Kekhawatiran Beban Anggaran dan Partisipasi Ormas
Sarmuji tidak memungkiri bahwa putusan MK akan berdampak luas. Salah satu dampaknya adalah potensi mematikan partisipasi masyarakat maupun organisasi dalam dunia pendidikan, yang telah berjalan sejak sebelum masa kemerdekaan. Banyak organisasi masyarakat (ormas) seperti Muhammadiyah dengan amal usahanya, dan Nahdlatul Ulama (NU) dengan program serupa, telah aktif berkontribusi dalam pendidikan. Partisipasi ini terbukti efektif menciptakan sekolah-sekolah unggulan.

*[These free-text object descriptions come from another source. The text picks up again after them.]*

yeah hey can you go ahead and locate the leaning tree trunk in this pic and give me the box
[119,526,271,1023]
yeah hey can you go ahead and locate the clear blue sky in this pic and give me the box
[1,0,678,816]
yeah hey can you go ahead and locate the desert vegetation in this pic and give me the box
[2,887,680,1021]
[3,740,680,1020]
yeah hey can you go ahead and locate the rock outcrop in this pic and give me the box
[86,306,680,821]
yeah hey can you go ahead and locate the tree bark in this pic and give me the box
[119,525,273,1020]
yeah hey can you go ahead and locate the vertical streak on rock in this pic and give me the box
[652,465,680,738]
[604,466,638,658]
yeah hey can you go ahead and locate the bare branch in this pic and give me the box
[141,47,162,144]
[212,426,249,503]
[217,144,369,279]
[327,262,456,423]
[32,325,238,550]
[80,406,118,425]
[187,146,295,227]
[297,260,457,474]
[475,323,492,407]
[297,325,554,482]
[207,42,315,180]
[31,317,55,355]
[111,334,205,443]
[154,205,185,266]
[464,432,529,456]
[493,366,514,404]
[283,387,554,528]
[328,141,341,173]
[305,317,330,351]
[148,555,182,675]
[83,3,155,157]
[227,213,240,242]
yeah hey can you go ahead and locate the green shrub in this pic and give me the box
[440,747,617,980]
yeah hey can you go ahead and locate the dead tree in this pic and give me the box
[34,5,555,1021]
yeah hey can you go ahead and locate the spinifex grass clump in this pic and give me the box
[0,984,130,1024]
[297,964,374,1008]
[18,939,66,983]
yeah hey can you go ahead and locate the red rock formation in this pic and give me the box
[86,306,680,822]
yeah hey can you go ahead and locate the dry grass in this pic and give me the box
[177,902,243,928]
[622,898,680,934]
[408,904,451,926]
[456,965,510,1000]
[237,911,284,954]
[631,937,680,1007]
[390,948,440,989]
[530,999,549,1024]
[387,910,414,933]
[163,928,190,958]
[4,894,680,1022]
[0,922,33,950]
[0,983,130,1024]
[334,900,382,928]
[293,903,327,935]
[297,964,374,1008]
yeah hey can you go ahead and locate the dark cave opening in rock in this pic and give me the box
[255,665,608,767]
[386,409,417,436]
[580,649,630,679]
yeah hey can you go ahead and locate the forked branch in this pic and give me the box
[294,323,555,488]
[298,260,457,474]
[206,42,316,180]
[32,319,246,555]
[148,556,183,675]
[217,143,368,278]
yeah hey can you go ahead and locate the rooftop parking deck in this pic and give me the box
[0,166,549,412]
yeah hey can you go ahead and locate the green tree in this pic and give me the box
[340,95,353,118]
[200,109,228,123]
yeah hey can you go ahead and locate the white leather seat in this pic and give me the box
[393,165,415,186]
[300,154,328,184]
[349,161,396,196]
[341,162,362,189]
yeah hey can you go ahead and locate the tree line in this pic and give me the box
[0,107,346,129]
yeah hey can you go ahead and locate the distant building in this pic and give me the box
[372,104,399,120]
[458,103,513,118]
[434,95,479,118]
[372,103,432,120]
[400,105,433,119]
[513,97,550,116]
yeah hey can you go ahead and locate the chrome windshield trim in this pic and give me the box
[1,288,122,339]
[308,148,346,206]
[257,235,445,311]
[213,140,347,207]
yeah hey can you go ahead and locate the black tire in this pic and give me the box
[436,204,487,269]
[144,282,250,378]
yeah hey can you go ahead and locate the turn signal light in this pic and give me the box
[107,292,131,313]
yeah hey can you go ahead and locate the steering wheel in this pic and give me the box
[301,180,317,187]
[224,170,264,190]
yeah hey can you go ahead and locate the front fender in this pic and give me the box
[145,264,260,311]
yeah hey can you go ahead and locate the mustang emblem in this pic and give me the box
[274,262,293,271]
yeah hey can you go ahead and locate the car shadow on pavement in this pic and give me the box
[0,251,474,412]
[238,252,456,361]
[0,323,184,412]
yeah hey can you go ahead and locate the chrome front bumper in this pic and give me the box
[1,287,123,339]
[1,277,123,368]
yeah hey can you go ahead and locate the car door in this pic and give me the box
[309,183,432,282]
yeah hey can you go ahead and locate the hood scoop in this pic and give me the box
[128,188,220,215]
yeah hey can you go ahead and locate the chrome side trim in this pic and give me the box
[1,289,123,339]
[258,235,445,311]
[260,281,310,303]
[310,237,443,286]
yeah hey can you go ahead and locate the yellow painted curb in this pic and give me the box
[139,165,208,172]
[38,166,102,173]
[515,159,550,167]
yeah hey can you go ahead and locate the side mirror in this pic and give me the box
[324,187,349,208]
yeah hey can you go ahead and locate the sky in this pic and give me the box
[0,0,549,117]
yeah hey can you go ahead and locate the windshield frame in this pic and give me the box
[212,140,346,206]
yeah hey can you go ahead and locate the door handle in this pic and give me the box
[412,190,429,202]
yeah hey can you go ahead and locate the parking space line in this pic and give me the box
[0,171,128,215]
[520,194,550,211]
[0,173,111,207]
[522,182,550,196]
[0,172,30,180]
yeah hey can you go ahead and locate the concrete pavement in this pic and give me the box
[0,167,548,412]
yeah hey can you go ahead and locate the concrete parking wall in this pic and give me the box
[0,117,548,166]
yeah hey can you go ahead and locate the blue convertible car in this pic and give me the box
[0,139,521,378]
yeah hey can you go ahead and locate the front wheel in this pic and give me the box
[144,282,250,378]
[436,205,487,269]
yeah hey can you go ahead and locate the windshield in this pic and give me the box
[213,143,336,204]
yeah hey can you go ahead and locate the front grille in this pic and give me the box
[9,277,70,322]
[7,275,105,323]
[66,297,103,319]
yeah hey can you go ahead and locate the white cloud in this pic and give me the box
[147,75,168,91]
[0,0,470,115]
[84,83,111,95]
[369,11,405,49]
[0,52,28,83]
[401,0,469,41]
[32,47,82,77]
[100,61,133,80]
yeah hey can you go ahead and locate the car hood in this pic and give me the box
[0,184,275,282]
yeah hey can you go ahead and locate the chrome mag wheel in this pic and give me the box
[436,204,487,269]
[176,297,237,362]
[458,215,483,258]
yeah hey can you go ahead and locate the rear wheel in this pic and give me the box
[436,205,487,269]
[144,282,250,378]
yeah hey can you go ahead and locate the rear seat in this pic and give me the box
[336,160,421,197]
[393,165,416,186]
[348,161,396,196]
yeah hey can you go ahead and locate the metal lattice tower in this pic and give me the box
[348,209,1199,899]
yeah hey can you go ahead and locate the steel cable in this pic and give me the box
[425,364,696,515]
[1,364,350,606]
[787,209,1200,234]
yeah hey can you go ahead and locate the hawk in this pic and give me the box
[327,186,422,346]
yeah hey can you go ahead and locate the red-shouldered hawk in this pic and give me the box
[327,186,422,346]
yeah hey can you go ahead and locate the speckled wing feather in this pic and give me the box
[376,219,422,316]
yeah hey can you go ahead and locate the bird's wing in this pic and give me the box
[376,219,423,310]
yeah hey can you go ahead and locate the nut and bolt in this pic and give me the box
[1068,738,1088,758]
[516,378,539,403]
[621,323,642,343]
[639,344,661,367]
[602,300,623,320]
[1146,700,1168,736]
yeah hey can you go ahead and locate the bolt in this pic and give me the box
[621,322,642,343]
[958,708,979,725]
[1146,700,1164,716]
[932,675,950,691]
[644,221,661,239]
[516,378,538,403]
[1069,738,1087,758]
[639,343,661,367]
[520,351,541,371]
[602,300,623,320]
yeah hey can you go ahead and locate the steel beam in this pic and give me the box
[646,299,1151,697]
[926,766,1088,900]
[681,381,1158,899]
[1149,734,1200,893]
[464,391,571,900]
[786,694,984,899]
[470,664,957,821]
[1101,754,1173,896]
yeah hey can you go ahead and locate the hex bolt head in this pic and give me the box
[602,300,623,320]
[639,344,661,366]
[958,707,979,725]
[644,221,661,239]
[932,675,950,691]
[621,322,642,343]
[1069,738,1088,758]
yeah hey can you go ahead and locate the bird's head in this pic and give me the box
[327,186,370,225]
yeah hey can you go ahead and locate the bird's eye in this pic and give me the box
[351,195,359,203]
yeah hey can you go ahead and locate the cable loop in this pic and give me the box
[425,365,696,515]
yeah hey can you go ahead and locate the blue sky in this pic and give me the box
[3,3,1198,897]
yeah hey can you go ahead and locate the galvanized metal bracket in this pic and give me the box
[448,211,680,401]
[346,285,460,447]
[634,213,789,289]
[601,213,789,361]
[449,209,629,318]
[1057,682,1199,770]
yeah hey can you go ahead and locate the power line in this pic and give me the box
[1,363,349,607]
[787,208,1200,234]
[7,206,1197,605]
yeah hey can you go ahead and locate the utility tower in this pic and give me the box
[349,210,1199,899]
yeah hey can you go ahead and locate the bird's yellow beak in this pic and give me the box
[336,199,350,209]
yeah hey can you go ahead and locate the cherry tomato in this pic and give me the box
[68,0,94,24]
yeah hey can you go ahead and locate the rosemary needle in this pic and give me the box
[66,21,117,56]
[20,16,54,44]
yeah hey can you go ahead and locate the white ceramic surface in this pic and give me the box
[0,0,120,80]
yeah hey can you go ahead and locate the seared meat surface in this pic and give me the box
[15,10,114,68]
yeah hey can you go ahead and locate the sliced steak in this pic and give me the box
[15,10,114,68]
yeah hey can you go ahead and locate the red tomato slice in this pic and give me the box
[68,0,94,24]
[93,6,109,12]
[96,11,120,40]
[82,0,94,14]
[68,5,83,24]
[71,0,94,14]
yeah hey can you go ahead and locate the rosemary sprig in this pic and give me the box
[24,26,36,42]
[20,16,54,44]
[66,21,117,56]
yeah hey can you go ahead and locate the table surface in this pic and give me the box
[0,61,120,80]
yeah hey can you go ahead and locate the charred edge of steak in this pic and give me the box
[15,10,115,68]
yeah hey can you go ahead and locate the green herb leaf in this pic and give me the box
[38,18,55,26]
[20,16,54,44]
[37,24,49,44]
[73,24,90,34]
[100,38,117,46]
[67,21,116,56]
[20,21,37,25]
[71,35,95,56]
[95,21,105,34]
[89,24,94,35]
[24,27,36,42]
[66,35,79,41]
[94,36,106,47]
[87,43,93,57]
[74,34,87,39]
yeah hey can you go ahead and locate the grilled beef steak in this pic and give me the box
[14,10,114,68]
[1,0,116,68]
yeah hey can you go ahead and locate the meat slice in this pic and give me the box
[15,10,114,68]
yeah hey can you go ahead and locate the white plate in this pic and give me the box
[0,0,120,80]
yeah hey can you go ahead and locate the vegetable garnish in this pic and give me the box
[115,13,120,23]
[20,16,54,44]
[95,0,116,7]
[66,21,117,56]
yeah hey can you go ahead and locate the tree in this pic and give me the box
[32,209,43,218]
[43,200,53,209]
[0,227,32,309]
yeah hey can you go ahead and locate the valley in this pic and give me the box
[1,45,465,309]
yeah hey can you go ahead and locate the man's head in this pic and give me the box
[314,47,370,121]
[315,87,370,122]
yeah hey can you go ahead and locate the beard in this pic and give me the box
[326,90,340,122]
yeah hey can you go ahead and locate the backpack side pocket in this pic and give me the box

"Muhammadiyah, NU, punya lembaga pendidikan yang jumlahnya sangat banyak sekali. Itu kalau keputusan MK itu imperatif, dan negara mesti menyediakan uang yang sebegitu besar, saya khawatir, kita khawatir saja, keputusan MK itu sulit untuk dihasilkan oleh pemerintah," ucap Sarmuji.
Ia juga menyoroti bahwa absennya partisipasi masyarakat akan semakin menyulitkan pemerintah dalam melaksanakan putusan ini dengan anggaran pendidikan yang terbatas. "Yang menyulitkan dengan keputusan itu adalah alokasi anggaran pendidikan menjadi lebih rumit lagi untuk dipikirkan oleh pemerintah," ujar Sarmuji.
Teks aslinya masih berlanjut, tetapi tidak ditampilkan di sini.